Reputation: 4688
group-by question in postgresql
Say I have a table 'orders' created as:
CREATE TABLE orders (id SERIAL,
customerID INTEGER,
timestamp BIGINT,
PRIMARY KEY(id));
Timestamp being the UNIX timestamp. Now i want to select the ids of the LATEST orders for every customer. As a view would be nice.
however the following statement
CREATE VIEW lastOrders AS SELECT id,
customerID,
MAX(timestamp)
FROM orders
GROUP BY customerID;
Causes a postgre error:
ERROR: column "orders.id" must appear in the GROUP BY clause or be used in an aggregate function
What am I doing wrong?
Upvotes: 4
Views: 4650
Answers (3)
Reputation: 24683
The following query should return only the very last order for each customer.
CREATE VIEW last_orders AS
SELECT id, customer_id, timestamp
FROM orders AS o
WHERE timestamp = (
SELECT MAX(timestamp)
FROM orders AS oi
WHERE o.customer_id = oi.customer_id
);
(Assuming that you can't have two orders for a customer with the exact same timestamp value.)
Edit: Postgres's DISTINCT ON is a much niftier way of doing this. I'm glad I learned about it. But, the above works for other RDBMSs.
Upvotes: 2
Reputation:
For these kind of things you can use 2 approaches. One has been already shown by Jens.
Other, is to use "DISTINCT ON" clause:
CREATE VIEW lastOrders AS
SELECT
DISTINCT ON (customerID)
id,
customerID,
timestamp
FROM orders
ORDER BY customerID, timestamp desc;
Upvotes: 12
Reputation: 81988
kquinns answer will fix the exception, but isn't what you are looking for.

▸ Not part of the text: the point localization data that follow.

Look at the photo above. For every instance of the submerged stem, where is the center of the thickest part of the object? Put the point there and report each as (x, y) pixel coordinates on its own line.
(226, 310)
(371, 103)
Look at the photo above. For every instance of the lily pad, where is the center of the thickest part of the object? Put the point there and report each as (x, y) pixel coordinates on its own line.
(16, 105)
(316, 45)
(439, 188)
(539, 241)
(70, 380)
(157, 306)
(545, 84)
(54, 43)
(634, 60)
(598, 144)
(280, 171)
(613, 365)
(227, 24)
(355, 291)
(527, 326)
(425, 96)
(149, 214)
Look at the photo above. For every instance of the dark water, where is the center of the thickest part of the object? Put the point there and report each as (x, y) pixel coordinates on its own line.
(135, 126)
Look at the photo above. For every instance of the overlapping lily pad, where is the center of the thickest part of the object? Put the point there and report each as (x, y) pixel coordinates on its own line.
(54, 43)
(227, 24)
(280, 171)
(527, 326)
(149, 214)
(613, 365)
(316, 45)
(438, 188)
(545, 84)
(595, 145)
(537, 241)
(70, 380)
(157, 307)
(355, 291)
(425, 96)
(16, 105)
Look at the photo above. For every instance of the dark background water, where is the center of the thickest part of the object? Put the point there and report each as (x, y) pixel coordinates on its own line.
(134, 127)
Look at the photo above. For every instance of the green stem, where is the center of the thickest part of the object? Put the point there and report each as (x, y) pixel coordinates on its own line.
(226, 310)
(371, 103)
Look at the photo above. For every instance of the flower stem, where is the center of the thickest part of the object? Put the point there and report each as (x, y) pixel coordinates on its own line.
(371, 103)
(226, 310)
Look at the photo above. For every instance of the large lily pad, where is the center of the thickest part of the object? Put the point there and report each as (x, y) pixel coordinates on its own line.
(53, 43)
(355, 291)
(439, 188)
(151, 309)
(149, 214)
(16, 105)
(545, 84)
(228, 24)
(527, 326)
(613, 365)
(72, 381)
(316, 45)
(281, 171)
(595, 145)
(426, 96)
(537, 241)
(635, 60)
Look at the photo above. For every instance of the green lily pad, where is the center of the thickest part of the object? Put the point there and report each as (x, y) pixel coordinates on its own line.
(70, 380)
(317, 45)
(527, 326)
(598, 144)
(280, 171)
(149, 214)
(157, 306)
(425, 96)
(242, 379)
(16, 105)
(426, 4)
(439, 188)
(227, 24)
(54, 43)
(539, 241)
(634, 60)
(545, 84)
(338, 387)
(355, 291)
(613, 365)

I don't know the features of mysql but something like this would work with oracle:
select a.*
from
orders a,
(select customerID, max(timestamp) timestamp
from orders group by customerID
) b
where a.customer_id = b.customerID
and a.timestamp = b.timestamp
actually with oracle one could use analytic functions, but I do not think they are available in mysql
Upvotes: 0